Туман уже заполнил поредевший сад до краев, занял собой, усевшись в каждую прорезь меж бледными травами и ветвями, полностью погрузив даже самые высокие деревья в свои тяжелые и мутные пары. Он вплотную подошел к дому и остановился у моих окон. Он не смотрел на меня, застывшую за стеклом, не пытался шевельнуться. Он замер на время. Не шевелилась и я. Когда я почувствовала, что он готов двинуться вдоль стены дальше, мимо, мимо меня, мимо того, что должно было произойти, я почувствовала резкий прилив страха. Холодно оборвалось и упало прозрачное нечто от горла к животу, обожгло ледяно: не случится! Я рванула ручку рамы, распахиваясь, освобождая ему путь. Отступила на шаг вглубь остывающей гостиной.
Туман двинулся в проем. Это не было его решением или желанием. Он просто не мог не двигаться в открытое. Он не торопился и не медлил. Темп его течения был ровен и несуетлив. Он вплывал, постепенно и неуклонно завладевая моим жилищем, и выгнать или хотя бы остановить его было теперь невозможно. Я не сопротивлялась, я хотела, чтобы он занял мой форт, укрепил позиции и принялся за меня. Я сдалась ему с чувством безмерного страха и необходимости.
Я должна. Я хочу.
Туман затянул густой пеленой картины на стенах: вот погрузился в блеклую муть бакстовский эскиз, вот скрылась сдержанная улыбка женского портрета кого-то из филоновских учеников. С бледным безразличием он разливался и плыл, постепенно сокращая свободное пространство вкруг меня.

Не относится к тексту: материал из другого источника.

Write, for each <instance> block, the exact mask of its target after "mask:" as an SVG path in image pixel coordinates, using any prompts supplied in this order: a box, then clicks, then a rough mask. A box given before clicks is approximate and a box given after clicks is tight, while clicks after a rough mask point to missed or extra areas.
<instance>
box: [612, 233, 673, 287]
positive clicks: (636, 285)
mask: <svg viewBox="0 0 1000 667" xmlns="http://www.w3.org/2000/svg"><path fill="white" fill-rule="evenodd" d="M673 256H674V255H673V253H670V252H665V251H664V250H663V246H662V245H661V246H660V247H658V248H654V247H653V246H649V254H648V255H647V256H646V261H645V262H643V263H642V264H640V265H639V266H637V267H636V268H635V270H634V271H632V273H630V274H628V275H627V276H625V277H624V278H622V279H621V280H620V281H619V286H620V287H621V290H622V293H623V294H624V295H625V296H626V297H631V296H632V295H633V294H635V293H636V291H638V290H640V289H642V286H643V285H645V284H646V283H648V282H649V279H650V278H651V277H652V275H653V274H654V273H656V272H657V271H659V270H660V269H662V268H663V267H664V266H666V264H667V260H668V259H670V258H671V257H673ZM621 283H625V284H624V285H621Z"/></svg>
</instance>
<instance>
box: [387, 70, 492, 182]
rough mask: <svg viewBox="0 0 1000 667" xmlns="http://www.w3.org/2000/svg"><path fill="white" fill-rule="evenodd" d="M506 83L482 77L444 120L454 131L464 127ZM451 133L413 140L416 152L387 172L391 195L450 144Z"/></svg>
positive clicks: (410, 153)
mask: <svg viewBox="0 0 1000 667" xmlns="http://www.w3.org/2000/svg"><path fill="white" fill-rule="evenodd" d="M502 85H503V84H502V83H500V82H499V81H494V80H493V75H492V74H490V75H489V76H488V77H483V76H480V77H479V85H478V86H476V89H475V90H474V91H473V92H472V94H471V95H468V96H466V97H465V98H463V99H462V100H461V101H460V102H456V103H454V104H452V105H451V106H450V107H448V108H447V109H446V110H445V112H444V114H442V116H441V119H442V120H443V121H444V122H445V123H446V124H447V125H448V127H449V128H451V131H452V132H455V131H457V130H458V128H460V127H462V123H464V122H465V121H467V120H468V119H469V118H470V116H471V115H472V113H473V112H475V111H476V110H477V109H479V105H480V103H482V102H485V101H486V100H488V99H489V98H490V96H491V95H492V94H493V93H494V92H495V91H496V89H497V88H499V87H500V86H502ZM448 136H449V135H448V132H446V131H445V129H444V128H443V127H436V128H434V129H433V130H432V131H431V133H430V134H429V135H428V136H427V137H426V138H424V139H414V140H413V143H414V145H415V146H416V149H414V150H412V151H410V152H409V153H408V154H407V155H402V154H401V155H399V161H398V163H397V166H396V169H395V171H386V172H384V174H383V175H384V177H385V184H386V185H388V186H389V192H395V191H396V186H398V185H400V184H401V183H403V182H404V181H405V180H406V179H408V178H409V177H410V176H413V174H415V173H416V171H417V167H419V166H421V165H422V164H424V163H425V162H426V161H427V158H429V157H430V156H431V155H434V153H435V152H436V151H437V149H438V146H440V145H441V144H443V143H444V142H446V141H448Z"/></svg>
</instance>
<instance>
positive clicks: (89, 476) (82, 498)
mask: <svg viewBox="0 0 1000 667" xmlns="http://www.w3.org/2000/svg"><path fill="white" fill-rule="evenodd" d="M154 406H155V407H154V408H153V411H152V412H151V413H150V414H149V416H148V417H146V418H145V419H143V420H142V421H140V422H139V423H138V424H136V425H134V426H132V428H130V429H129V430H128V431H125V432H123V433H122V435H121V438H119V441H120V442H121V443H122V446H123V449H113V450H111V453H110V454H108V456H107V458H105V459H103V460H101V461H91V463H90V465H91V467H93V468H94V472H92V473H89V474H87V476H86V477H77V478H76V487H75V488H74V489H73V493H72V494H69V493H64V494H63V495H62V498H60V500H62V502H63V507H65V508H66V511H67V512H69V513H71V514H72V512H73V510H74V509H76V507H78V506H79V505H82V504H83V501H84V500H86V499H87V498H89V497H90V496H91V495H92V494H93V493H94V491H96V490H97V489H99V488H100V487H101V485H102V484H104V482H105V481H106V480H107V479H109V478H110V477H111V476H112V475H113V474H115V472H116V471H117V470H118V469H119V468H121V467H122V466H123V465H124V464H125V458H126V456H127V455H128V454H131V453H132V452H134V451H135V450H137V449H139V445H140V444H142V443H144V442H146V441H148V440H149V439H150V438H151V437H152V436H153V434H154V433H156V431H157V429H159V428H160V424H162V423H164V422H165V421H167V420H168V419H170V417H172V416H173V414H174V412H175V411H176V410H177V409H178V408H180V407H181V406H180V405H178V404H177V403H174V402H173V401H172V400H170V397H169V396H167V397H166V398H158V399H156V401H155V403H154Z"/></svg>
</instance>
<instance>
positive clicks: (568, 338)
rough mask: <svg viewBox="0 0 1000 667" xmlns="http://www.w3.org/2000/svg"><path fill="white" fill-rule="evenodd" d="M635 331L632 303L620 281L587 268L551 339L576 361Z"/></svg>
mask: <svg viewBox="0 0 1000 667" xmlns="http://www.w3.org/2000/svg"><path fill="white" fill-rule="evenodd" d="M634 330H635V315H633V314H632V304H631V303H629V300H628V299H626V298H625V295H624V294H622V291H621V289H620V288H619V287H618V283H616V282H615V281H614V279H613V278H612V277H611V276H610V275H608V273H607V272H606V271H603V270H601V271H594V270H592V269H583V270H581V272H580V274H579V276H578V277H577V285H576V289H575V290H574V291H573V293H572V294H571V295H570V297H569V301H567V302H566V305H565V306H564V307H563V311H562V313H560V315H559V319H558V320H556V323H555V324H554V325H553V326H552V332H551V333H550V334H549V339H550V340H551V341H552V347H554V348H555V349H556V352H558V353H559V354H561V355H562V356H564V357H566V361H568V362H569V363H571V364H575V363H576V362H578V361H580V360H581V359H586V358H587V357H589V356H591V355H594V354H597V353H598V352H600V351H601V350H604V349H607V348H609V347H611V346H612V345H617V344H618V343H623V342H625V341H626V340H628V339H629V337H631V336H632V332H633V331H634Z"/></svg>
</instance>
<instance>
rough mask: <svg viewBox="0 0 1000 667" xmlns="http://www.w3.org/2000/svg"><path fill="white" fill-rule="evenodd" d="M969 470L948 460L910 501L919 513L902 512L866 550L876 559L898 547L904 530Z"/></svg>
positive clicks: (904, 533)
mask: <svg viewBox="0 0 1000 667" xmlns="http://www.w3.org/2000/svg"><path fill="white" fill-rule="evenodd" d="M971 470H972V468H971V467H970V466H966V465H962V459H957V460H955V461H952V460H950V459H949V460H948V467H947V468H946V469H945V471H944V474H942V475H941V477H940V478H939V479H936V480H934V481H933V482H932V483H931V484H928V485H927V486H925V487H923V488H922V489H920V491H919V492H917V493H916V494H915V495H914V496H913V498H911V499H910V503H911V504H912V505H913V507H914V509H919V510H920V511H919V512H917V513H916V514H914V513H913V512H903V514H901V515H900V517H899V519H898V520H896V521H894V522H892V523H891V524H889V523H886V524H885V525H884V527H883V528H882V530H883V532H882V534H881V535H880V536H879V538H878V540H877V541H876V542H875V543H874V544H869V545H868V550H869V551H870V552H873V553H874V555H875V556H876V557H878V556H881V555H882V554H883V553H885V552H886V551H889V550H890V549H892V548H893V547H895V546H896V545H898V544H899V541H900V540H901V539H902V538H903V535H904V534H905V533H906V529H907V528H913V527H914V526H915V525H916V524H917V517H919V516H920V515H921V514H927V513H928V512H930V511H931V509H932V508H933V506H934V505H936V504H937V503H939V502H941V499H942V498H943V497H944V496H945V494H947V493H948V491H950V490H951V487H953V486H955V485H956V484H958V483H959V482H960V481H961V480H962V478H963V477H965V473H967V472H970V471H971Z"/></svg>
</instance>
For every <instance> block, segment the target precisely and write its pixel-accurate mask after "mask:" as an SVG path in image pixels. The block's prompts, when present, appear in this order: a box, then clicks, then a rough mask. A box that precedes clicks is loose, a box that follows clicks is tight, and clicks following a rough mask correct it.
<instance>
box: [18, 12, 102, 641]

Я прочувствовала, как он проник в мою кожу, во всю сразу, спешно и неуклонно, не оставляя мне поля для самоопределения или иного личностного чувствования. Он овладел каждой моей клеткой, молекулой и пространством между ними, моими глубинными, утаенными от меня самой помыслами. В краткий миг он заполучил все мои объемы, материальные и эфемерные. Меня не стало, он стал мной. Блаженное небытие, растворение, высшие вибрации, звон блистающей пустоты, запредельный восторг расторжения всех связей и начал.
Туман ушел. Душно, мрачно подбиралась осенняя гроза, скупая на воздух, хоть и ветреная. Ветру тоже не хватало дыхания, он пылил и пыхтел, неопрятно заигрывая с лопухами. Огромные листья перезрелого растения за левым окном неуклюже шевелились навстречу, но ветер бессильно ложился в песок, лишь чуть двинувшийся под его слабым никчемным вздохом.